Agnes sacudió la cabeza y se frotó los ojos.
– Quizá sabía que se estaba muriendo. Quizá quería que la enterraran aquí. La gente lo hace. Quieren que los entierren en su tierra, es decir, en el lugar donde nacieron.
– ¿Mencionó ella algo de esto?
– Ella dijo algo sobre la muerte. No puedo recordar con exactitud qué. Pero estaba triste, eso era evidente. Yo… Me habría gustado haberla escuchado.
Pero tenía la mente puesta en la visita de lord Woollard, y estábamos todos muy nerviosos porque deseábamos que saliera bien. -Tenía la voz teñida de sentimiento de culpa y el rostro demudado de tristeza-. Arthur merece de verdad el reconocimiento, ¿sabe? Y la cantidad de bien que podría hacer sería enorme.
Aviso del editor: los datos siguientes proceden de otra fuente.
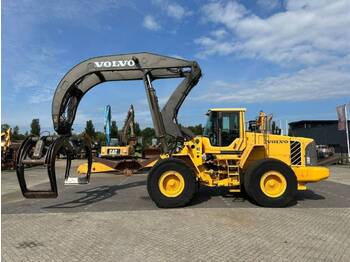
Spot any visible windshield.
[203,113,214,137]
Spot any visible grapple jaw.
[16,136,92,198]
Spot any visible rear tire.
[244,159,297,207]
[147,158,197,208]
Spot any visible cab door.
[206,111,244,153]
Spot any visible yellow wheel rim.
[158,171,185,197]
[260,171,287,198]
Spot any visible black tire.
[147,158,197,208]
[244,158,298,207]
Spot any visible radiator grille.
[290,141,301,165]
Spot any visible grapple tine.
[16,136,92,198]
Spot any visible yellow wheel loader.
[17,53,329,208]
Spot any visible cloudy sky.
[1,0,350,134]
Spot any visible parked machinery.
[77,105,151,175]
[17,53,329,207]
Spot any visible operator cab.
[204,108,246,146]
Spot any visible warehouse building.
[289,120,350,153]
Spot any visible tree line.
[1,118,203,145]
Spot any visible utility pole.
[345,103,350,162]
[279,119,284,135]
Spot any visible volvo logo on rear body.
[94,60,135,68]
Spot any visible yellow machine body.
[101,145,133,158]
[77,162,116,175]
[161,108,329,192]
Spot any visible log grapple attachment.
[16,136,92,198]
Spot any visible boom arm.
[52,53,201,151]
[121,105,135,145]
[104,105,112,146]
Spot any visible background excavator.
[100,105,141,158]
[1,128,21,170]
[16,53,329,207]
[77,105,150,175]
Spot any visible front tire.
[147,158,197,208]
[244,159,297,207]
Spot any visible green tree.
[85,120,96,139]
[30,118,40,136]
[1,124,10,132]
[111,121,118,138]
[188,124,203,136]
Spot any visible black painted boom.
[52,53,201,150]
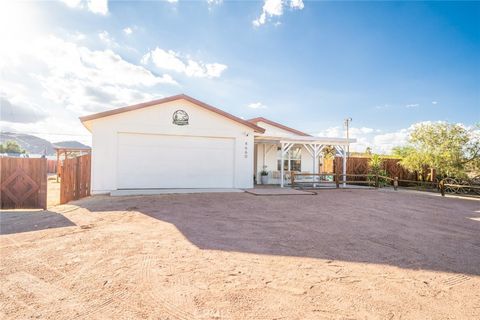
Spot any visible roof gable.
[80,94,265,133]
[248,117,311,137]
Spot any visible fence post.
[438,179,445,197]
[74,157,81,200]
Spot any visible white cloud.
[290,0,305,10]
[317,126,413,154]
[0,36,178,144]
[247,102,267,109]
[405,103,420,108]
[62,0,108,15]
[0,36,177,115]
[207,0,223,6]
[87,0,108,15]
[252,0,305,27]
[0,94,47,123]
[141,47,227,78]
[98,31,120,47]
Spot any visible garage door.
[117,133,235,189]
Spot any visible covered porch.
[254,136,355,188]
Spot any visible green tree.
[393,122,480,177]
[0,141,25,153]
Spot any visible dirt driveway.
[0,190,480,319]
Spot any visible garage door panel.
[118,133,234,189]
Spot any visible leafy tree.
[0,141,25,153]
[393,122,480,177]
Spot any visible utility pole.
[344,117,352,158]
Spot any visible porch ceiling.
[255,136,357,145]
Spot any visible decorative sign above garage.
[173,110,188,126]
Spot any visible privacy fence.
[0,158,47,209]
[60,154,91,204]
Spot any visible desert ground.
[0,190,480,319]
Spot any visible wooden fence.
[326,157,435,181]
[0,158,47,209]
[60,154,91,204]
[47,159,57,173]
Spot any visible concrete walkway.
[245,187,317,196]
[110,188,244,197]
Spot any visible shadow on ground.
[72,190,480,275]
[0,210,75,235]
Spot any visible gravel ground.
[0,190,480,319]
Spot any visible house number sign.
[173,110,188,126]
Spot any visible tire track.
[141,254,193,320]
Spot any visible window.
[277,146,302,171]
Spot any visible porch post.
[280,142,285,188]
[342,146,347,188]
[312,144,318,188]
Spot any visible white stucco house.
[80,94,352,194]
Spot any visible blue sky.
[0,0,480,152]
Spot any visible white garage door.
[118,133,235,189]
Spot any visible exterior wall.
[255,143,320,184]
[86,99,254,194]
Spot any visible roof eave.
[79,94,265,133]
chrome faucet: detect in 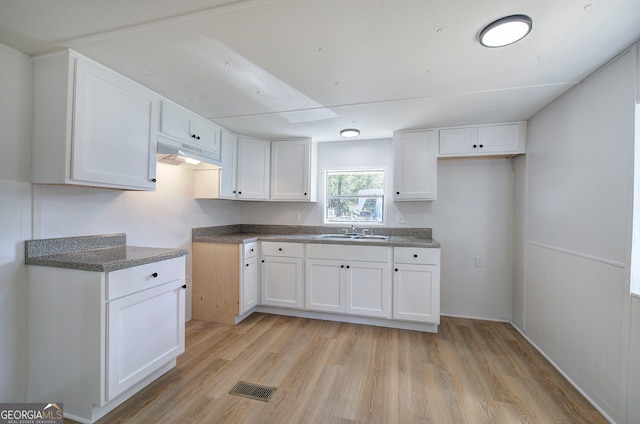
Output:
[343,224,358,236]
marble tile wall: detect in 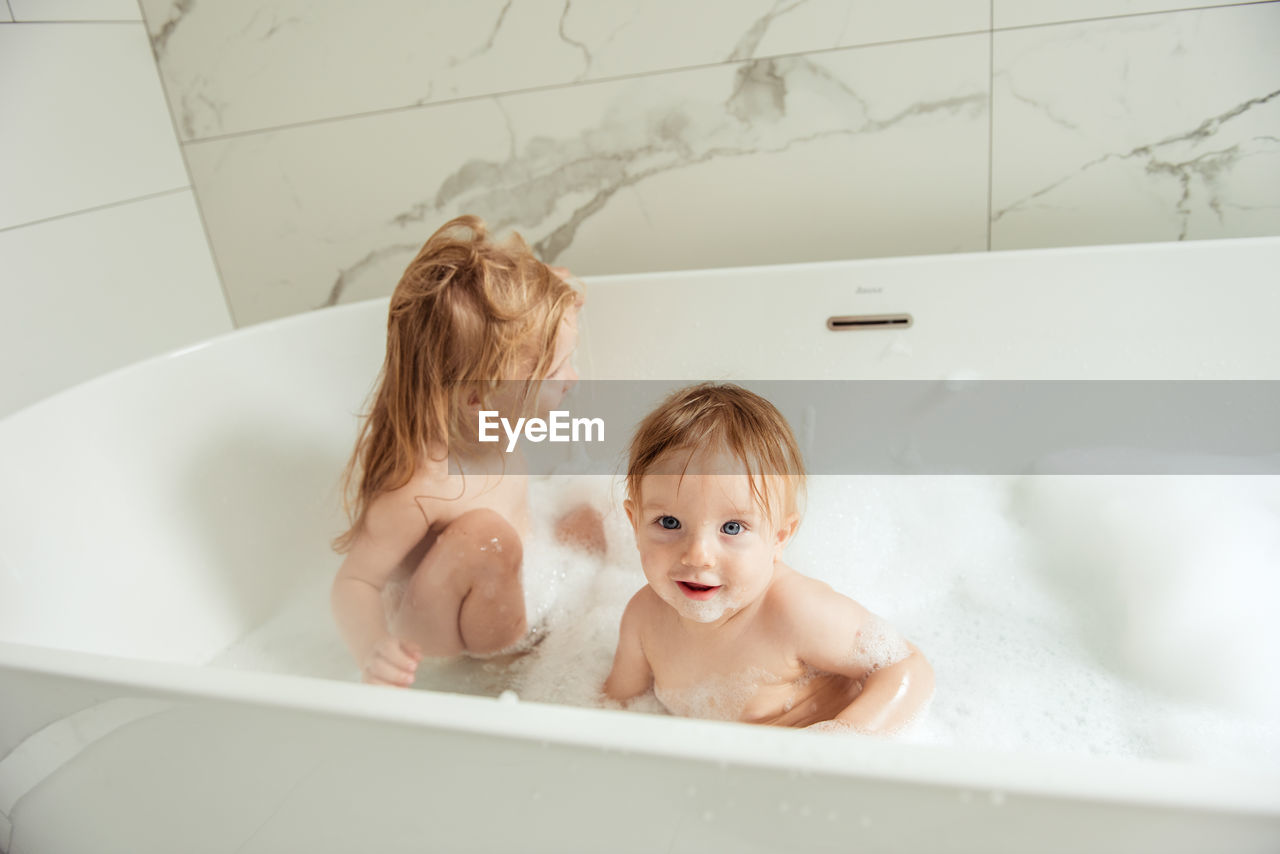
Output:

– ¿Y les preocupaba que el comportamiento de Maude fuera inapropiado?
Agnes miró a Mariah. Luego volvió a apartar la mirada, con una mezcla de impaciencia y vergüenza en el rostro.
– Maude había vivido en lugares extraordinarios durante los últimos cuarenta años, señora Ellison. Lugares donde la gente comía con los dedos, no había agua caliente, donde las mujeres hacen cosas que… preferiría no pensarlo, y muchos menos hablar de ello.